I find Robert sitting stiffly on the porch swing and sit next to him, my bare toes tracing circles on the clean porch. At first, I smile at the welcome distraction, then I realize that it's not really a distraction at all. Didn't we just do this the other night? And isn't Robert still talking about the same thing? His dream of starting an orchard. I tune out the one sided debate on Honey Crisp apples vs Gala and bee hives and stare at the stars. I wonder about all the things the stars see as they stare back. I know that Robert means well and we've been friends for years but I don't see why that obligates me to marriage. Then again, I'm not even sure if he's actually interested in me anyway. He certainly doesn't sit like I imagine an interested person would. I think of my parents, never actually affectionate, but comfortable as they sit together. I wonder if I should have read that article in Hayley's magazine. "How to Tell if He's Into You" I start to giggle again and notice Robert looking at me oddly. Really oddly. "So, is that a yes? You want me to drive you to the singing tomorrow night?" What?! I thought that we were talking about apples! He wants to drive me to singing? Like an official couple? I hesitate. "Why of course. Ja. That would be nice." Would it? Would it be nice? I don't know but I guess I'll have to find out.

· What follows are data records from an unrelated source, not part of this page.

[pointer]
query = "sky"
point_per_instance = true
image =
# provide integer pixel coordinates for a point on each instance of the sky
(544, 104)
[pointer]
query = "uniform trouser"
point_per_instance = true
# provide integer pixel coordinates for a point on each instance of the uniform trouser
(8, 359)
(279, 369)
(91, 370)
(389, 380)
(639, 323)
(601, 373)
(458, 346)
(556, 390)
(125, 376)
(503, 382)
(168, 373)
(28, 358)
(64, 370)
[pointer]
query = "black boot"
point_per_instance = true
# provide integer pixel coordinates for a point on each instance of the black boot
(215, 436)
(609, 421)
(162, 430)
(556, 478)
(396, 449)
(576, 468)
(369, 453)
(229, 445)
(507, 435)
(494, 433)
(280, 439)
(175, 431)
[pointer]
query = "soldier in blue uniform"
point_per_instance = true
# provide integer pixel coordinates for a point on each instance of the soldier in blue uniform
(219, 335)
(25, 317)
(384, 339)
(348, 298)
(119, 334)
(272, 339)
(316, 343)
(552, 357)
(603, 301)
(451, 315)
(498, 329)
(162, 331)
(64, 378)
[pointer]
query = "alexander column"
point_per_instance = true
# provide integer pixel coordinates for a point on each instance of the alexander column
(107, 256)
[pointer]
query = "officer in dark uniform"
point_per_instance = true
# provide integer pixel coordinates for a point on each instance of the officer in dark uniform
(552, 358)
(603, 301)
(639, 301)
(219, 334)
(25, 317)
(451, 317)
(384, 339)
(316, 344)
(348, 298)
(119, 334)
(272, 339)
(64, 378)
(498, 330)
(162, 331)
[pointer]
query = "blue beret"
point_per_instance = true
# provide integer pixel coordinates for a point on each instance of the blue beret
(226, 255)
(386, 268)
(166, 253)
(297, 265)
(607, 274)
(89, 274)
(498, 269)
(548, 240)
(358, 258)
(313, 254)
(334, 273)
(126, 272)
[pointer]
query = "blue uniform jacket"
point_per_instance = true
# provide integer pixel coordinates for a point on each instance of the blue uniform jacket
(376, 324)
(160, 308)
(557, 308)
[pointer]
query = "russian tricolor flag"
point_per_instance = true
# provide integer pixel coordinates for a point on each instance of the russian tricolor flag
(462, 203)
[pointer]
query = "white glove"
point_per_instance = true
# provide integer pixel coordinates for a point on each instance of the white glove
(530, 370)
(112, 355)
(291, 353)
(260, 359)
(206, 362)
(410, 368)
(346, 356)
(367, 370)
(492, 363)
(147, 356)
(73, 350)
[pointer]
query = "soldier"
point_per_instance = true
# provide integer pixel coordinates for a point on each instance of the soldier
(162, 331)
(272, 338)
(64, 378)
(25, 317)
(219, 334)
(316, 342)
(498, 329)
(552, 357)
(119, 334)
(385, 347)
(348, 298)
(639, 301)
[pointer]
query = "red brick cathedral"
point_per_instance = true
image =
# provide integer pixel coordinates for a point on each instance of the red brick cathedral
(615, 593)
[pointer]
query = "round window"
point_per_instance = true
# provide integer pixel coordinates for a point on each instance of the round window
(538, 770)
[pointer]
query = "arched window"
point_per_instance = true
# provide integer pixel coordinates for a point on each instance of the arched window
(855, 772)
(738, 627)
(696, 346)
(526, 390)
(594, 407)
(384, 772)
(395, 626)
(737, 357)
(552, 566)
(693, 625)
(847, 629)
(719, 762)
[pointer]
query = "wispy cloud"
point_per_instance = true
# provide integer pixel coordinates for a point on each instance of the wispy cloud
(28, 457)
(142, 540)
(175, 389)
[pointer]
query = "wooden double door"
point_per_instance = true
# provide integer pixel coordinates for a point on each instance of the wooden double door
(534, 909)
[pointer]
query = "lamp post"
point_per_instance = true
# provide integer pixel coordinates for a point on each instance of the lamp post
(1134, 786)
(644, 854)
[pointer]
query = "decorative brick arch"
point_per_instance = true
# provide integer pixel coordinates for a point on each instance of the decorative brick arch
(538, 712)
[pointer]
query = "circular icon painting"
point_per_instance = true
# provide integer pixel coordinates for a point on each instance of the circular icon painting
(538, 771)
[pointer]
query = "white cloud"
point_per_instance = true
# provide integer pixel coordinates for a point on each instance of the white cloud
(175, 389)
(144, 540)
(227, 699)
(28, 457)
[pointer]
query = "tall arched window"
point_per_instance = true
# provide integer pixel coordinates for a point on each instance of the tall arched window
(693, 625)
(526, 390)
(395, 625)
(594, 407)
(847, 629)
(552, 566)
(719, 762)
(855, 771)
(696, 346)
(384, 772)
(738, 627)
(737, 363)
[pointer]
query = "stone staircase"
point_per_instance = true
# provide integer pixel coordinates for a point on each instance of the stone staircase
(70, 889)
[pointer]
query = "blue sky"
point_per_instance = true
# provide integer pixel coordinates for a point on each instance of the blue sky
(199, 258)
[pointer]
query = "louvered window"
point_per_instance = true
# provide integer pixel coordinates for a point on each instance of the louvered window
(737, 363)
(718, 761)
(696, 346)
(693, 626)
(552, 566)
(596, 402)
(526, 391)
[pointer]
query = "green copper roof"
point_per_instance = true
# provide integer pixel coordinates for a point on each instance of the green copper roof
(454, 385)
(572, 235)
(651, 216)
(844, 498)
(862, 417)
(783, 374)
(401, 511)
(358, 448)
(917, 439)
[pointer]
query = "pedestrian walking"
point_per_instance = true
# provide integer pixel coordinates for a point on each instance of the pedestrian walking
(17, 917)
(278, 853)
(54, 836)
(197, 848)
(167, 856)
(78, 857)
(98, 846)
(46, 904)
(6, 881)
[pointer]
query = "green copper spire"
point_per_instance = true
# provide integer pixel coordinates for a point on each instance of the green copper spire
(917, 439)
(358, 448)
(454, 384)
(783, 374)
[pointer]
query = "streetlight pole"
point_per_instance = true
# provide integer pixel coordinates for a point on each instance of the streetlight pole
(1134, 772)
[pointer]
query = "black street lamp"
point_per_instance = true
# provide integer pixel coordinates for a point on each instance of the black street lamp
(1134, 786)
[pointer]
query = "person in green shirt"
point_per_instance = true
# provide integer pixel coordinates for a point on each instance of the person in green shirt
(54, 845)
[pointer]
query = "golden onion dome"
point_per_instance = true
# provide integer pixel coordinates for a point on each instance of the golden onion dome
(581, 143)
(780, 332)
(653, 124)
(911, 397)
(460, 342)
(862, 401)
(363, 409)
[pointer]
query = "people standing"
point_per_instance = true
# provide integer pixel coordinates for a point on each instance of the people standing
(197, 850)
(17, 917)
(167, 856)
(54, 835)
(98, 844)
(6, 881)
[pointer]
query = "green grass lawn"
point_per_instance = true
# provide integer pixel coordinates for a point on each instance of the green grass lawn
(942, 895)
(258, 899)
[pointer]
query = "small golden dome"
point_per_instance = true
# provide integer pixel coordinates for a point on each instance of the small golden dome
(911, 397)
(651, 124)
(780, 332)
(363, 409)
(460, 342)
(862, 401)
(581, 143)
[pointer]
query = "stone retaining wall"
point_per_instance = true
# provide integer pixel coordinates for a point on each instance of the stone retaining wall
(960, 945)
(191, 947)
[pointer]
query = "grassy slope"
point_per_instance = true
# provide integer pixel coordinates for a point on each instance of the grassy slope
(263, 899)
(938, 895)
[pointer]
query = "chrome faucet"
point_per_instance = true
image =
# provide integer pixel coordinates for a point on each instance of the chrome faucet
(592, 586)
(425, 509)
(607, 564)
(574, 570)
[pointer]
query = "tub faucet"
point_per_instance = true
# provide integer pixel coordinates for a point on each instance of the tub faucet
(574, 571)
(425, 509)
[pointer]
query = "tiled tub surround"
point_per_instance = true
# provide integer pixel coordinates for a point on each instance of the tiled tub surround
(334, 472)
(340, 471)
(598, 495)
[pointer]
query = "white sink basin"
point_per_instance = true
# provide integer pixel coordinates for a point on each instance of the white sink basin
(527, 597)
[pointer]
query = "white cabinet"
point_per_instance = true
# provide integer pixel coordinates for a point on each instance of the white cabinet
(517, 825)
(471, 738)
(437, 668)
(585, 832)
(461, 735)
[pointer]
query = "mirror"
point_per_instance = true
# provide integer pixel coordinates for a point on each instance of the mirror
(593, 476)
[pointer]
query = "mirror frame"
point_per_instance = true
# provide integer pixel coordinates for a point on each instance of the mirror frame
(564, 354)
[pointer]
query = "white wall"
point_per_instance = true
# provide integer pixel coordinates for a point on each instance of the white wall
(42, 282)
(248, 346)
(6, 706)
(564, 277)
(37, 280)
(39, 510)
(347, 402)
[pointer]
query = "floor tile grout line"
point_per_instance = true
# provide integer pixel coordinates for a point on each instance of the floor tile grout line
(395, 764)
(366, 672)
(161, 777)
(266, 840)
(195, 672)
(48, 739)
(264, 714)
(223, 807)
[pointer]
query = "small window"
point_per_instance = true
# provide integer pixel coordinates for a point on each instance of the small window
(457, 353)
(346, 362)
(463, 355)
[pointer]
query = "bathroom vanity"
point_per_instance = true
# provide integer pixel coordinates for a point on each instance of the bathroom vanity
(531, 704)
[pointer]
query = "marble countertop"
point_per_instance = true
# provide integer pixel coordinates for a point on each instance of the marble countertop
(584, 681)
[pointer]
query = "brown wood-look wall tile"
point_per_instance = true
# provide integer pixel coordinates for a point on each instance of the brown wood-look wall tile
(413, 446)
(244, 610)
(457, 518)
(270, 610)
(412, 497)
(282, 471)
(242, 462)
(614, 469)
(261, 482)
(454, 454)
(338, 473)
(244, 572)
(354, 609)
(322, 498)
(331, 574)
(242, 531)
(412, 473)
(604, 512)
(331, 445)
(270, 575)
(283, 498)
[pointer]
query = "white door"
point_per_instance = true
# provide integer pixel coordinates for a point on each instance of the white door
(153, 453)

My family pretends not to notice or smile at me as I walk in. That's a relief because I can't figure out if I'm happy or nauseous. I say goodnight and head upstairs to the room I share with Miriam. After washing my face in the bowl on our dresser and changing into a flannel nightgown, I slip into our bed. Miriam sighs and pushes closer to me. I pull her thumb from her mouth; 5 years is long enough, Mamm says; and kiss her head. I think that being a mother must be a beautiful thing. Maybe that's what I want more than anything.